Joanna was on the point of answering when the door swung open and Ruth walked in, followed by a smiling middle-aged man carrying a video recorder with a briefcase balanced on top of it. "Mr. Duggan," she said curtly, flopping into her chair again. "He wants to use the television. Would you believe, Granny's made a frigging video-will?"

"Not strictly true, Miss Lascelles," said the man, bending down to place the recorder on the floor beside the television. He straightened and held out a hand to Joanna, guessing correctly that she was Mathilda's daughter. "How do you do, Mrs. Lascelles." He moved across to Sarah, who had stood up, and shook her hand also. "Dr. Blakeney." He gestured to the chairs. "Please sit down. I'm very aware that all our time is precious, so I don't intend to take up more of it than I need to. I am here as one of the joint executors of the last written will and testament of Mrs. Mathilda Beryl Gillespie, copies of which I will give you in a few minutes, and from which you may satisfy yourselves that it does in fact supersede any previous will or wills made by Mrs. Gillespie. The other joint executor is Mr. John Hapgood, currently manager of Barclays Bank, Hills Road, Poole. In both instances, of course, we hold our responsibilities as executors on behalf of our firms so should either of us cease employment with the said firms, then another executor will be appointed in our place." He paused briefly. "Is all that quite clear?" He glanced from one to the other. "Good. Now, if you'll bear with me for a moment, I'll just connect the video to the television." He produced a coil of coaxial cable like a magician from his pocket and plugged one end into the television and the other into the video recorder. "And now a power socket," he murmured, unrolling a wire and a plug from the back of the video. "If I remember correctly, it's above the skirting board to the right of the fireplace. Ah, yes, here we are. Splendid. And just in case you're wondering how I knew, then let me explain that Mrs. Gillespie invited me here to make an inventory of all her possessions." He beamed at them. "Purely to avoid acrimonious arguments between the relative parties after the will has been read."

Sarah was aware that her mouth had been hanging open since he entered the room. She shut it with a conscious effort and watched him deftly tune the television to receive the signal from the recorder, then open his briefcase and remove a video cassette which he inserted into the recorder before standing back to let Mathilda speak for herself. You could have heard a pin drop, she thought, as Mathilda's face materialized on the screen. Even Ruth sat as if carved in stone, her cigarette temporarily forgotten between her fingers.

The well-remembered voice, with its strident upper-class vowels, spoke confidently from the amplifier.
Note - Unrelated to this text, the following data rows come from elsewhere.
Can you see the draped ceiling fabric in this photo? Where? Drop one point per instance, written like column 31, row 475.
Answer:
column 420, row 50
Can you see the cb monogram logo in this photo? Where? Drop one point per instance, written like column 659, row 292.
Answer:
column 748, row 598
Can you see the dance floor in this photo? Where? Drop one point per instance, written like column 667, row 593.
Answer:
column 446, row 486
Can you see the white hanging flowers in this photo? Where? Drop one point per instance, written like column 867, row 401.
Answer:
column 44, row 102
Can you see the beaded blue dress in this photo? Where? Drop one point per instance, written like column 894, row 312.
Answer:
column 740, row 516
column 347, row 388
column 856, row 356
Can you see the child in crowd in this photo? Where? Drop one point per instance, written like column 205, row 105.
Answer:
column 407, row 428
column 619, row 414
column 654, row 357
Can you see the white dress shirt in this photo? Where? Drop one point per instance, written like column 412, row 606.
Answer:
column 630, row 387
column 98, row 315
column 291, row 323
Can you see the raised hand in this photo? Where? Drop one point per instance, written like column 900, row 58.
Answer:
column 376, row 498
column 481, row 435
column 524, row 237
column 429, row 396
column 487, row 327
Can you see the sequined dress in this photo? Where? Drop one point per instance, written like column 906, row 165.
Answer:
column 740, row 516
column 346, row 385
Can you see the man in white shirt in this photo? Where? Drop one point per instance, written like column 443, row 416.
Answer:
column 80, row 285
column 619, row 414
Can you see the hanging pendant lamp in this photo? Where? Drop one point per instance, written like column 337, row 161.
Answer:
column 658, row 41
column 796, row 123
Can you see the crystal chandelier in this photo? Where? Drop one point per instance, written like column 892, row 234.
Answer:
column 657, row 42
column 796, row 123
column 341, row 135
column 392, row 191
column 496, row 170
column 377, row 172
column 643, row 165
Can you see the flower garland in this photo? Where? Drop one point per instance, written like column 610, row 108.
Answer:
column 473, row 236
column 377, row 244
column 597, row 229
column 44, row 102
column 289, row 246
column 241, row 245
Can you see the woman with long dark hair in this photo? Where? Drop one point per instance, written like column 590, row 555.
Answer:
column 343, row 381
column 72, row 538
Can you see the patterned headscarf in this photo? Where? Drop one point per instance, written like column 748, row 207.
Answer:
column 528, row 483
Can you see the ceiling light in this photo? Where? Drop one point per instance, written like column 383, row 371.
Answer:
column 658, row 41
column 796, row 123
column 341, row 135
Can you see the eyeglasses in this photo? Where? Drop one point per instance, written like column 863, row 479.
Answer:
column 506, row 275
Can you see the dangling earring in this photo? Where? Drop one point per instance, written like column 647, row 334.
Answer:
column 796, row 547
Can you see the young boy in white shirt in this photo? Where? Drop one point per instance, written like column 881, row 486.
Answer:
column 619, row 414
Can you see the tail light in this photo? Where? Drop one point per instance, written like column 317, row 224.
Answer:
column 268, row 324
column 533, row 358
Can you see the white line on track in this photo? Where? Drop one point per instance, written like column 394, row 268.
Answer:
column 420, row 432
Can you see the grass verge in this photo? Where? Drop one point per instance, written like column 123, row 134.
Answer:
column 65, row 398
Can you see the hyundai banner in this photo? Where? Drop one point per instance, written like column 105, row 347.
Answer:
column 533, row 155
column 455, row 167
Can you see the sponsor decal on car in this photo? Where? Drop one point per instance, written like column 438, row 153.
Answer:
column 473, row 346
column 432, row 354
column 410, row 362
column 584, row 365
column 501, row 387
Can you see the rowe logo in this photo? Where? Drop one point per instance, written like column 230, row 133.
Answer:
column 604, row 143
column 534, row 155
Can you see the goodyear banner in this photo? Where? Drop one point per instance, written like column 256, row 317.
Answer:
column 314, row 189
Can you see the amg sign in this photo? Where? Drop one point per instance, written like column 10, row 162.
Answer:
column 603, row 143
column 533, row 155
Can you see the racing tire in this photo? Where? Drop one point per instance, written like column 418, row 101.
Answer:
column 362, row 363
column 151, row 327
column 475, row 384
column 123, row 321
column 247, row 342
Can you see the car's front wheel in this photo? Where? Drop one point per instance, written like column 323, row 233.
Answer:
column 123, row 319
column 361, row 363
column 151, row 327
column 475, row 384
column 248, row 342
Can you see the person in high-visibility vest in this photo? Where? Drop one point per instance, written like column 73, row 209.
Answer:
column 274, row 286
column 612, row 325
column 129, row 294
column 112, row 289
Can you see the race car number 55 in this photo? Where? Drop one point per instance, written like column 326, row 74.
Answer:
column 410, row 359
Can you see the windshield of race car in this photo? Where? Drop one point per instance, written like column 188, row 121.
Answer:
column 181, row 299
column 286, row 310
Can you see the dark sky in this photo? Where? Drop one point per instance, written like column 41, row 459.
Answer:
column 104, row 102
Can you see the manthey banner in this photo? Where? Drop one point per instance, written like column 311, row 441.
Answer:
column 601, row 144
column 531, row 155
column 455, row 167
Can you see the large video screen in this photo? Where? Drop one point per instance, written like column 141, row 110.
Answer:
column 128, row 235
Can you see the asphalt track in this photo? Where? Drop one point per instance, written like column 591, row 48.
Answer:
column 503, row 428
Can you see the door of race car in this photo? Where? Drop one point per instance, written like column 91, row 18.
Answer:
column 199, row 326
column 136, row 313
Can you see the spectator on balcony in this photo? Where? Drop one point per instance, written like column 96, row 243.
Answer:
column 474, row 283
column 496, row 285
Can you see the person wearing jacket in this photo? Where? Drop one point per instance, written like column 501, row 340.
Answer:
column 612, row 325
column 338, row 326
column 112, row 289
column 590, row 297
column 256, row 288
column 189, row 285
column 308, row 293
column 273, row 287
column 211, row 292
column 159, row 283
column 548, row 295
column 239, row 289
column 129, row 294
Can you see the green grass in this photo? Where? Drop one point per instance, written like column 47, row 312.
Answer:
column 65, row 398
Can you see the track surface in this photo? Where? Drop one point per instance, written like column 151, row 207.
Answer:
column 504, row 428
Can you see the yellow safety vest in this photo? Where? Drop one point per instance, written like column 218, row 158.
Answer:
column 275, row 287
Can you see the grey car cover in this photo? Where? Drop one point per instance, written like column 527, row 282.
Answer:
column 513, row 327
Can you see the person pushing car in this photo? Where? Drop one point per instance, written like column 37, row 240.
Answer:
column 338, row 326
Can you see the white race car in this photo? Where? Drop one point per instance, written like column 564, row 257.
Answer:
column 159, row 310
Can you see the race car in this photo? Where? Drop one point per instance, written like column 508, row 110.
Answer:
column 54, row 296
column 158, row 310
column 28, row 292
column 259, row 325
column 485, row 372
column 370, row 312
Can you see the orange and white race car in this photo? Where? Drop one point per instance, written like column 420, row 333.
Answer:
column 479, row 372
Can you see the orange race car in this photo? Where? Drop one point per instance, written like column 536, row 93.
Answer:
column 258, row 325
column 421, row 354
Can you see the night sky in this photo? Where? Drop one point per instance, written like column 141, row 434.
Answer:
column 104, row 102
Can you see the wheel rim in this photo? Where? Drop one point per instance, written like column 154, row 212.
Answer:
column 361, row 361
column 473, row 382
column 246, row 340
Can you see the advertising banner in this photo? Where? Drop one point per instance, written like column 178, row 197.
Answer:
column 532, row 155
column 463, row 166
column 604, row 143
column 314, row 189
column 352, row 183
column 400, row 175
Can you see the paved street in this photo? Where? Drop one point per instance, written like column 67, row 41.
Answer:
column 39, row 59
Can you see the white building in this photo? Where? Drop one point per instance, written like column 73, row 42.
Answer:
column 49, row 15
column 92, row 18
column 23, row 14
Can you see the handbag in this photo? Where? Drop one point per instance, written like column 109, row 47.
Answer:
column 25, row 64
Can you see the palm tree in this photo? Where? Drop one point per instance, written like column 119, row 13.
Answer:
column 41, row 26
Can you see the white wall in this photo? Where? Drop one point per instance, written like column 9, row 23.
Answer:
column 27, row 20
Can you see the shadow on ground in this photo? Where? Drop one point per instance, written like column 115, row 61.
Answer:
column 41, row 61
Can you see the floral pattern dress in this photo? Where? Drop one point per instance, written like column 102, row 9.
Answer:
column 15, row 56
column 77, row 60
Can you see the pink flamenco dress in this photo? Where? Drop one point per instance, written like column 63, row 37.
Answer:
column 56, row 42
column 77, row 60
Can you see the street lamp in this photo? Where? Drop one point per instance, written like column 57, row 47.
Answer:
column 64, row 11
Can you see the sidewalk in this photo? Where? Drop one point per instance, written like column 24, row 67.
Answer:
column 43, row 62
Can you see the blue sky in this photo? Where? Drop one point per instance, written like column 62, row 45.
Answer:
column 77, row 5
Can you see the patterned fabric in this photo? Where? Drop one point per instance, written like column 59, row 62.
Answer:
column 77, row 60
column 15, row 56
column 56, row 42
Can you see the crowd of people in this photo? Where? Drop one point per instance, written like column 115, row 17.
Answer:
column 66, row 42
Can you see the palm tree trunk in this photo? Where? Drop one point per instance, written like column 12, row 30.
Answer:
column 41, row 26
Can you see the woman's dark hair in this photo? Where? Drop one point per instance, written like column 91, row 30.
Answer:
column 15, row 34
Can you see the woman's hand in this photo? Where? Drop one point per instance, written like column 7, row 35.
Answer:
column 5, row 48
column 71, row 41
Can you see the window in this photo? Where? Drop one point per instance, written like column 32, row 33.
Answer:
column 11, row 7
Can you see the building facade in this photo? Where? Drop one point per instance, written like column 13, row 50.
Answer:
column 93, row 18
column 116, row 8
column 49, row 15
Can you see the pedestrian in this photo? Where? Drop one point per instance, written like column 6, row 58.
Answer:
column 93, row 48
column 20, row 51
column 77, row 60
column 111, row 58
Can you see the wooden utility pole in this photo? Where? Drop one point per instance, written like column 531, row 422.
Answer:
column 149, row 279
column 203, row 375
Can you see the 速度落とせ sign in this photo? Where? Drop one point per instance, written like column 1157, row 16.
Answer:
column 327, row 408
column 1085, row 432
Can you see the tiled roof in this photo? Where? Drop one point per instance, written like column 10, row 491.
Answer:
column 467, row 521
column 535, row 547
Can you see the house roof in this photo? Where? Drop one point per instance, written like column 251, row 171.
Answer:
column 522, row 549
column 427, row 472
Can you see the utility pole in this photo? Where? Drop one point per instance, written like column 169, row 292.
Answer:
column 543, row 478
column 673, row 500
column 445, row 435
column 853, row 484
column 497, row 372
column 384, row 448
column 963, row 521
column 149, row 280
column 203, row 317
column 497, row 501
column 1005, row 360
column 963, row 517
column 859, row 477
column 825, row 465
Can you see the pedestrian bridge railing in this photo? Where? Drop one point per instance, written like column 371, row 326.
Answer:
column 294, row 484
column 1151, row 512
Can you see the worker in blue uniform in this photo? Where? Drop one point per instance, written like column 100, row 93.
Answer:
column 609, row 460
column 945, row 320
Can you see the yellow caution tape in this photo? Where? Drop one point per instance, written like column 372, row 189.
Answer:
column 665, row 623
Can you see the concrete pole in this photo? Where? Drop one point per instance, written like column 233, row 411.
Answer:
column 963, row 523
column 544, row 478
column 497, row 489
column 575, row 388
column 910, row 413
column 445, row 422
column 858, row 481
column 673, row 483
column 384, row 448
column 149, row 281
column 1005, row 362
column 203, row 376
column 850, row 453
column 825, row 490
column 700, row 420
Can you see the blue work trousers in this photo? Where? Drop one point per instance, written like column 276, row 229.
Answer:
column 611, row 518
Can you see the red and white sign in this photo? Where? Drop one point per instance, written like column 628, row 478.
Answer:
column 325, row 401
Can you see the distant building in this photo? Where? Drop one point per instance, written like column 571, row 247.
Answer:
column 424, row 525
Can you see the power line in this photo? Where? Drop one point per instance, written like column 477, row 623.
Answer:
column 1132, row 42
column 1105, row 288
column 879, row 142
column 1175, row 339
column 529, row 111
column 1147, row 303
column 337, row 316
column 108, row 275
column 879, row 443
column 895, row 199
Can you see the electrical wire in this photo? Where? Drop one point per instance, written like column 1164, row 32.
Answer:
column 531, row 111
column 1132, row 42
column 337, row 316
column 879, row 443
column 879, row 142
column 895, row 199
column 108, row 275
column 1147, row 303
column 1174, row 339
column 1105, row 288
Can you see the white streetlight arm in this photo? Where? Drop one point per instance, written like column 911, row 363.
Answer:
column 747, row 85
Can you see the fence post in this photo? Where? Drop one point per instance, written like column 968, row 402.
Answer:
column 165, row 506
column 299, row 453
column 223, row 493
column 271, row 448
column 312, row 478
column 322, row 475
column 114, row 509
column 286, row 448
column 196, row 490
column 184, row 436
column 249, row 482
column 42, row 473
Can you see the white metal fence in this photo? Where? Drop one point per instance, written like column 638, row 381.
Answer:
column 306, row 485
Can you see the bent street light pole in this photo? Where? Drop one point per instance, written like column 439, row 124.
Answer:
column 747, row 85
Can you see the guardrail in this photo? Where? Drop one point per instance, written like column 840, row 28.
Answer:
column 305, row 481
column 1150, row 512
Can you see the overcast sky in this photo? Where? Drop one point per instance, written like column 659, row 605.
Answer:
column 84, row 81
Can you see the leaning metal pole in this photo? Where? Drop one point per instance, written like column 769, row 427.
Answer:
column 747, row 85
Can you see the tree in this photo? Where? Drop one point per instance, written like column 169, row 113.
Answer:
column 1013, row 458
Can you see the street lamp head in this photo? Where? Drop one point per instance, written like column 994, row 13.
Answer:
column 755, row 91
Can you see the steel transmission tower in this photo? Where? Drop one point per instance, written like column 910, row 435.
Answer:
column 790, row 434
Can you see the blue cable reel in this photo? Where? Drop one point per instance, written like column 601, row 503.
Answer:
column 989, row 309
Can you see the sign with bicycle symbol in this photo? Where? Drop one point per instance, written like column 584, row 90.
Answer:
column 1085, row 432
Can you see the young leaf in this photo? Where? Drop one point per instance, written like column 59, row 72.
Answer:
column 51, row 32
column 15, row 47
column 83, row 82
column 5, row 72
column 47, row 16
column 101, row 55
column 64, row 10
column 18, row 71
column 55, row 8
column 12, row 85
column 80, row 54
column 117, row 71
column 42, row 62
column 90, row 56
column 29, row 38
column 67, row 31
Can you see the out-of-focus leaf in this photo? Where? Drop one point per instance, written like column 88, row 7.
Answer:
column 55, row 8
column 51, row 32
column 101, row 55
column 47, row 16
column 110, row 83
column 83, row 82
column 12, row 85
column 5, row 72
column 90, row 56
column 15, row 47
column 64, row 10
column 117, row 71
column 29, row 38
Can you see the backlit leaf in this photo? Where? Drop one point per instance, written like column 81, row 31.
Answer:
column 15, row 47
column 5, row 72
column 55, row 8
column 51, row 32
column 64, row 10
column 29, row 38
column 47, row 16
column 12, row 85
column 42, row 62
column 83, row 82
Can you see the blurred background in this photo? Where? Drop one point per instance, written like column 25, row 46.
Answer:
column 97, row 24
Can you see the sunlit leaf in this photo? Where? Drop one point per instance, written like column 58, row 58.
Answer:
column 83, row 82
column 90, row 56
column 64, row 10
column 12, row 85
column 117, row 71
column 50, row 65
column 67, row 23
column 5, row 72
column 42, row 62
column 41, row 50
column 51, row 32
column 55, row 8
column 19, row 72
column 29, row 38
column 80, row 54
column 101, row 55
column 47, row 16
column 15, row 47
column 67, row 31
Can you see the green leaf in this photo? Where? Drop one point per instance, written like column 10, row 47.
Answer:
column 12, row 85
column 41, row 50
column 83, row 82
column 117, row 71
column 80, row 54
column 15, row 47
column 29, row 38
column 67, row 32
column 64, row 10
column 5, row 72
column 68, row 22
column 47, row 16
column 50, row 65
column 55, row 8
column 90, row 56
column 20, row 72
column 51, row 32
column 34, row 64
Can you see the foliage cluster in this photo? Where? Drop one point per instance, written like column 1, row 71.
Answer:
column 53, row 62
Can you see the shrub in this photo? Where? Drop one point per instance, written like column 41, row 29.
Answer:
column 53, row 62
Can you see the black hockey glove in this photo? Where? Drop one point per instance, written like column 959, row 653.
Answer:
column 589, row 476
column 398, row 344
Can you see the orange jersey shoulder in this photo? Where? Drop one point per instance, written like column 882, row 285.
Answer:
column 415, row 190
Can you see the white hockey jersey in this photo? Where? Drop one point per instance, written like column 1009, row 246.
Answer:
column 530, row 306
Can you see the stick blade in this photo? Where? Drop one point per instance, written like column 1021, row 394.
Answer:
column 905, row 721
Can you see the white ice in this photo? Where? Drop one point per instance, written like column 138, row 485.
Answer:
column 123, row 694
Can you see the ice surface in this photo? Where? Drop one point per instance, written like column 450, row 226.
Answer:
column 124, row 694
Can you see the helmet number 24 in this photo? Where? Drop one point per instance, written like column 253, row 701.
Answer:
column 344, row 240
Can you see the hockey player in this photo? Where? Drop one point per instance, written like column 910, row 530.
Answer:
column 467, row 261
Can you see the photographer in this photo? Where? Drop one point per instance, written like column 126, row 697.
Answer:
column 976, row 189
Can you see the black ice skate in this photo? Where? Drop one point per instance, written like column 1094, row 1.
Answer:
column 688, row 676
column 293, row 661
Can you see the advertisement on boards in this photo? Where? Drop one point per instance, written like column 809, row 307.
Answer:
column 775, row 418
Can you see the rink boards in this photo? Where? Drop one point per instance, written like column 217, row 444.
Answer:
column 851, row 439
"Well, my dears," Mathilda's lips thinned scornfully, "I'm sure you're wondering why I insisted on bringing you together like this. Joanna, I have no doubt, is cursing me quietly under her breath, Ruth is nursing yet another grievance and Sarah, I suspect, is beginning to wish she had never met me." The old woman gave a dry laugh. "I am, by now, impervious to your curses, Joanna, so if there is awareness after death, which I doubt, they won't be troubling me. And, Ruth, your grievances have become so tiresome recently that, frankly, I'm bored with them. They won't be troubling me either." Her voice softened a little. "The irritation, however, that I am sure Sarah is feeling at my unilateral decision to involve her in my family's affairs does concern me. All I can say is that I have valued your friendship and your strength of character, Sarah, during the time I've known you, and I cannot think of anyone else who could even begin to support the burden that I am about to place on your shoulders."